I am trying to keep this short. You might remember my recent blog post on data sharing. I basically wanted to point out that data acquisition can be an art on its own. It can take months of planning, applying for permits, securing money, coming up with an elegant sampling design, and finding what you had been looking for. This is usually followed by weeks in the laboratory extracting the right molecules and preparing them for sequencing. Some people are really good at this and they should get credit for it. How can we make this happen?
Good data makes good science. Science is communicated through articles. Once we communicate our results through articles we should make the data public. A. Murat Eren recently wrote a blog post why data sharing is so important. Please read it. I hope we all agree on making the data public once we submit our articles and let reviewers do their job. Let other people play around with your data and let them use it to find new results. But I am still unsatisfied about the way we give each other credit. The currency is publications. So let me ask this bold question: Does producing fantastic data justify being a co-author on a future paper?
The International Committee of Medical Journal Editors defines the roles of authors and contributors as follows:
- Substantial contributions to the conception or design of the work; or the acquisition, analysis, or interpretation of data for the work; AND
- Drafting the work or revising it critically for important intellectual content; AND
- Final approval of the version to be published; AND
- Agreement to be accountable for all aspects of the work in ensuring that questions related to the accuracy or integrity of any part of the work are appropriately investigated and resolved.
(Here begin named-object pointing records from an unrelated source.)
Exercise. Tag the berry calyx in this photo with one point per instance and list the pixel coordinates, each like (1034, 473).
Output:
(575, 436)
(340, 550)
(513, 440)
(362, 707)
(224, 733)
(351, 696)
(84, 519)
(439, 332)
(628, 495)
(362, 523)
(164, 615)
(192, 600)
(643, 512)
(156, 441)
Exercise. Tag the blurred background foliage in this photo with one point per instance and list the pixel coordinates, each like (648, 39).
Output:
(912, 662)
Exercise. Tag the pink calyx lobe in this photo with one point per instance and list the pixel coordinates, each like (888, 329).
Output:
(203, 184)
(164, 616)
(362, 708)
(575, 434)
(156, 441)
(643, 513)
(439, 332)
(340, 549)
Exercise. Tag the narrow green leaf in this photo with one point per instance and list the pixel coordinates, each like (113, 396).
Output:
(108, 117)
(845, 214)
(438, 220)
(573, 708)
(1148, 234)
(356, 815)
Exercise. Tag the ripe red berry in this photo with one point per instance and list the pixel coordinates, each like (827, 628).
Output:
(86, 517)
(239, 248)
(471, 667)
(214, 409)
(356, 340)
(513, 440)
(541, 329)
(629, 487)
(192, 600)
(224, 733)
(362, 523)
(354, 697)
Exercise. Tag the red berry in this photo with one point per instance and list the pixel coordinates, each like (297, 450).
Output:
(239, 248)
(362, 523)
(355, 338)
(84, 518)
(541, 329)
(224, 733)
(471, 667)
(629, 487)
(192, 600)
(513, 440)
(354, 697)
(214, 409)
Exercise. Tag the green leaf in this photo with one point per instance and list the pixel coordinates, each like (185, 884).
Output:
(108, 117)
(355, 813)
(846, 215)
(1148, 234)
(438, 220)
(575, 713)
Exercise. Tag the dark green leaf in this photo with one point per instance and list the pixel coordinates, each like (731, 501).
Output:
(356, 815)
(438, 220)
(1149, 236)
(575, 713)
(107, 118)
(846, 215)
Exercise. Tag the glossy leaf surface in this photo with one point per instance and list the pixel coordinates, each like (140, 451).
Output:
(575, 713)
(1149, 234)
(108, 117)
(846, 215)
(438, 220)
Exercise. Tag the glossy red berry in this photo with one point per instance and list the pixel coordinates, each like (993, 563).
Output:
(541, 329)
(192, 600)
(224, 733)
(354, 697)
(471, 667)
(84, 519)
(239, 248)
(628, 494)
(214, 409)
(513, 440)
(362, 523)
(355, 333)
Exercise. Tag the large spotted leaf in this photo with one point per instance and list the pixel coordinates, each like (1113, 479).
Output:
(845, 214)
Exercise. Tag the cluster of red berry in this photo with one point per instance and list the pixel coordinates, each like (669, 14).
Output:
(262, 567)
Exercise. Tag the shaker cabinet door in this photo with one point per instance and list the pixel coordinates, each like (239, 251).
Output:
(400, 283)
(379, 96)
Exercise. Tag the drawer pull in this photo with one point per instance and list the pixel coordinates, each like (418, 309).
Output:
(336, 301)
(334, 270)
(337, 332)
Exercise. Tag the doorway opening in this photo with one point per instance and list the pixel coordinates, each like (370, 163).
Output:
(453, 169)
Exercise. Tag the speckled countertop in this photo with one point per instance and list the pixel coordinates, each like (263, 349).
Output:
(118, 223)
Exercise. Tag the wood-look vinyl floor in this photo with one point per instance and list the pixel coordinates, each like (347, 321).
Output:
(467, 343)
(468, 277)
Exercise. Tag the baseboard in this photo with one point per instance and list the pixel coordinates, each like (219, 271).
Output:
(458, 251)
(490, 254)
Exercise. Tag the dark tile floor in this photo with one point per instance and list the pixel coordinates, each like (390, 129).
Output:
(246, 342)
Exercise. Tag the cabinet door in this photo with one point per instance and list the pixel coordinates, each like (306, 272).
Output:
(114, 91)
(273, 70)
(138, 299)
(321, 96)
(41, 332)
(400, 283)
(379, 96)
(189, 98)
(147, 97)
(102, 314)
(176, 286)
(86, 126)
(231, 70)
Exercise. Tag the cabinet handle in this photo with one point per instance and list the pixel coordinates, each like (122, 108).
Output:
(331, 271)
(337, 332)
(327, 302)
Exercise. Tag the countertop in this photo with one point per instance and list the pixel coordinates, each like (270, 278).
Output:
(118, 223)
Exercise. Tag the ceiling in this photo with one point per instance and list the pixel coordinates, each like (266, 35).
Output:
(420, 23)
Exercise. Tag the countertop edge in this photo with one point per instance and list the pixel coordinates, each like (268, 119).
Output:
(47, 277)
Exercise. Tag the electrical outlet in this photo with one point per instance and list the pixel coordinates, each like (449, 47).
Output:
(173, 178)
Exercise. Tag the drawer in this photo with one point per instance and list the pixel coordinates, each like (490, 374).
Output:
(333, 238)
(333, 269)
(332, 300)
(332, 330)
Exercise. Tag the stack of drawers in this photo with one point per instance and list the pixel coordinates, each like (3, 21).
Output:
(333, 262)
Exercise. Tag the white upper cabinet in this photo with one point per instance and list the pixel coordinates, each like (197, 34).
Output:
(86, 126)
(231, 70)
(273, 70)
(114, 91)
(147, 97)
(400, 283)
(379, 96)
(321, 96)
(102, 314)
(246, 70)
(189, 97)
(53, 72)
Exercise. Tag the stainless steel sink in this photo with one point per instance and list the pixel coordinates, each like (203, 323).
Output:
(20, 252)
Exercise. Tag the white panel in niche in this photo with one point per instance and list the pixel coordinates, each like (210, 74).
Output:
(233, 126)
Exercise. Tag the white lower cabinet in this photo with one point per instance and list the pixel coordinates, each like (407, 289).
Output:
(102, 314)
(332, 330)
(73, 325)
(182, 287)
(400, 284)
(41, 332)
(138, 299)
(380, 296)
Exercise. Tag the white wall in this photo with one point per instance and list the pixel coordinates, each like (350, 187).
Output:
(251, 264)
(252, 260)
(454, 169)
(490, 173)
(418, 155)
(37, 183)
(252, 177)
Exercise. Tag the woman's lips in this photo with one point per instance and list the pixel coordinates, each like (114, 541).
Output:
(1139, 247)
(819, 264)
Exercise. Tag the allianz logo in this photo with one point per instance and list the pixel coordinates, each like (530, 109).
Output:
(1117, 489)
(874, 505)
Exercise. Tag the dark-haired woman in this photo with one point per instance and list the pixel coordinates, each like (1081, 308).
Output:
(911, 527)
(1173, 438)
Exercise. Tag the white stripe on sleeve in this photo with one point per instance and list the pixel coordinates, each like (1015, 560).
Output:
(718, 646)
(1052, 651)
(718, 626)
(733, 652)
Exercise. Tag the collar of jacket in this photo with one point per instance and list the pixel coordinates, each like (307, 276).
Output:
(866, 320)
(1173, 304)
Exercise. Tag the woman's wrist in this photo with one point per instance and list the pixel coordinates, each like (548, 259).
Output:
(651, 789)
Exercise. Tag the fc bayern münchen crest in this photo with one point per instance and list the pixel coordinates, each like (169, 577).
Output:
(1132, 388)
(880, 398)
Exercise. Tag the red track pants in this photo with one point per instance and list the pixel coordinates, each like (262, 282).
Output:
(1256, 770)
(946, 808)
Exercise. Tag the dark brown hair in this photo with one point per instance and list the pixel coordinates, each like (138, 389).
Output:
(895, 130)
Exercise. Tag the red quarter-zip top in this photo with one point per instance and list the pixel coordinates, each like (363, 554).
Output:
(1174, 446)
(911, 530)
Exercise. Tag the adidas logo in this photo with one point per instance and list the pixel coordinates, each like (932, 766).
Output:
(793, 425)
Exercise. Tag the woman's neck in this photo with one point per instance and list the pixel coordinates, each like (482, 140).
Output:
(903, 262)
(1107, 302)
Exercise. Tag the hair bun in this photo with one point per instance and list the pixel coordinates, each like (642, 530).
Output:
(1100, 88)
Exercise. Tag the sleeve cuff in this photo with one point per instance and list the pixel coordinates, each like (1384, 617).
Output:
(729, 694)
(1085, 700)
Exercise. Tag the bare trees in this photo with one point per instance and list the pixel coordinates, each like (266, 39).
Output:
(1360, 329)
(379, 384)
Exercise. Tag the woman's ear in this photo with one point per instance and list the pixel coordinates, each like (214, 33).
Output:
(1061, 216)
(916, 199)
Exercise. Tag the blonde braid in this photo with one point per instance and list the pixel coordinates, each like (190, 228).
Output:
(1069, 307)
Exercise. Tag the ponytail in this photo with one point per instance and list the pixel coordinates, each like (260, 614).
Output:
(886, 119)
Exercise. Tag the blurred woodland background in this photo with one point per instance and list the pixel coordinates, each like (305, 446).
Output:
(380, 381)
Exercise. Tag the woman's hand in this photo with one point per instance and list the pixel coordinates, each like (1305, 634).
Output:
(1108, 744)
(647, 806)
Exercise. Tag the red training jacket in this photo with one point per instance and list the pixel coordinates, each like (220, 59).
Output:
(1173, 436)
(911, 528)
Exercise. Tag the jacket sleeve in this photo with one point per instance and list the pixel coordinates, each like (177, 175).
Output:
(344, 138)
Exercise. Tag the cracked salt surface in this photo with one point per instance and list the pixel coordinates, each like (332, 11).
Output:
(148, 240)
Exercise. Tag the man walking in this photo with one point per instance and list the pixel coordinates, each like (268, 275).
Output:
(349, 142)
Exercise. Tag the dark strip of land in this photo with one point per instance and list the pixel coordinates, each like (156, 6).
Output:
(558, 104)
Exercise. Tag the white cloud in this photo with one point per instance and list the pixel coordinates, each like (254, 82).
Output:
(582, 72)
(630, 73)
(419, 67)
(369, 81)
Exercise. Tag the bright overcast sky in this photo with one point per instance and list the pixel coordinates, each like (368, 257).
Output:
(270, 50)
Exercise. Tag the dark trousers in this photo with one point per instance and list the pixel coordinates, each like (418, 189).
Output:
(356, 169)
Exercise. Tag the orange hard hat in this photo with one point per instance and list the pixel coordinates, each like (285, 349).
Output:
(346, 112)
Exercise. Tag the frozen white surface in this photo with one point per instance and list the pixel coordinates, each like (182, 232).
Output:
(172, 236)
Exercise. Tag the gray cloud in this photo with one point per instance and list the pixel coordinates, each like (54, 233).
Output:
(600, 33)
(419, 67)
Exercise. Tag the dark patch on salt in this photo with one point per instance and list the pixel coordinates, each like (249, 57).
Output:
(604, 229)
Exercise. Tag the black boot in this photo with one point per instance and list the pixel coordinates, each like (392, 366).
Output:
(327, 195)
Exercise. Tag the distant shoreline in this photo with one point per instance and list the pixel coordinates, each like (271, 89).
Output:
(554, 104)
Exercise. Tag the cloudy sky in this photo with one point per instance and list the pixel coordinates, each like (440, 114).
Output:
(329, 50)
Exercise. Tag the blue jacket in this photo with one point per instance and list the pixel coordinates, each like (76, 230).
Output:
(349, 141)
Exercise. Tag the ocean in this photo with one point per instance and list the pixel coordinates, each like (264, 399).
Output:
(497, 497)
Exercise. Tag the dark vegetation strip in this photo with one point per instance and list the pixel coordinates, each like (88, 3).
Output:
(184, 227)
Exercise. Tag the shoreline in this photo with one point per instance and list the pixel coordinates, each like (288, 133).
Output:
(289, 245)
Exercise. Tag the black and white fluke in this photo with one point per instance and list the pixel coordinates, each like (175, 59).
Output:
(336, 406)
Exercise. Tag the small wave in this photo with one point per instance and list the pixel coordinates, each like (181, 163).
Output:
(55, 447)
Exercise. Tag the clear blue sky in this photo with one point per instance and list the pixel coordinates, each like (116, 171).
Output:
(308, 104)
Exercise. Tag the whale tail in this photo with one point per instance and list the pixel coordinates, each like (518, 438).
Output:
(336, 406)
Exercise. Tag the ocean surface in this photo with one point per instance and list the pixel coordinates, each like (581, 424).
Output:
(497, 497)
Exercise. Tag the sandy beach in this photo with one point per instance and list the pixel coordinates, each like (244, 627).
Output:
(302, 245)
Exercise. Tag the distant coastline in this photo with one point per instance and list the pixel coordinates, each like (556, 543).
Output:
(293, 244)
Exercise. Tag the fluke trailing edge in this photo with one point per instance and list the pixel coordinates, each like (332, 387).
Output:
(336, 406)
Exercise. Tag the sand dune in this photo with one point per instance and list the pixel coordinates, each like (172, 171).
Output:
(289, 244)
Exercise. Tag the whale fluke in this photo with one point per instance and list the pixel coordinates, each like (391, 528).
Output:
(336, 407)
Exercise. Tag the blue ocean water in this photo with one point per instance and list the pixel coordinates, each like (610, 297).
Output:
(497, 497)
Does that mean, I should invite data producers to be co-authors, and if they fulfill all four requirements, they will get the chance to contribute to future papers based on their data?
Can we just properly cite all the good work in the bibliography?
Some articles are based on thousands of sources and it would not be practical to write a paper with a thousand of references. So how do we give credit to the people who work hard to produce good public data?
As Meren phrases it, maybe we just don’t. He makes the analogy to being a parent. At some point you have to let your children go and you won’t take credit for their accomplishments away from home.
Maybe we could at least mention the data producers we depend on in the acknowledgements section? ‘Contributors who meet fewer than all four of the above criteria for authorship should not be listed as authors, but they should be acknowledged.’ And as @phylogenomics pointed out one year ago, they should be acknowledged with their ORCID. This would allow us to perform summary statistics on acknowledgements sections. You can read the Twitter moment here. Would we then add a new statistic into our CVs giving the number of times we were acknowledged for good data? Sounds silly to me. Moreover, I would not approve if people used the acknowledgements section to reduce the number of references, or even worse, reduce the number of co-authors!
It seems to me that acknowledging people for producing public data is not feasible. Although everybody would profit from good data. It would be nice to give credit for creating fantastic data instead of just any useful data.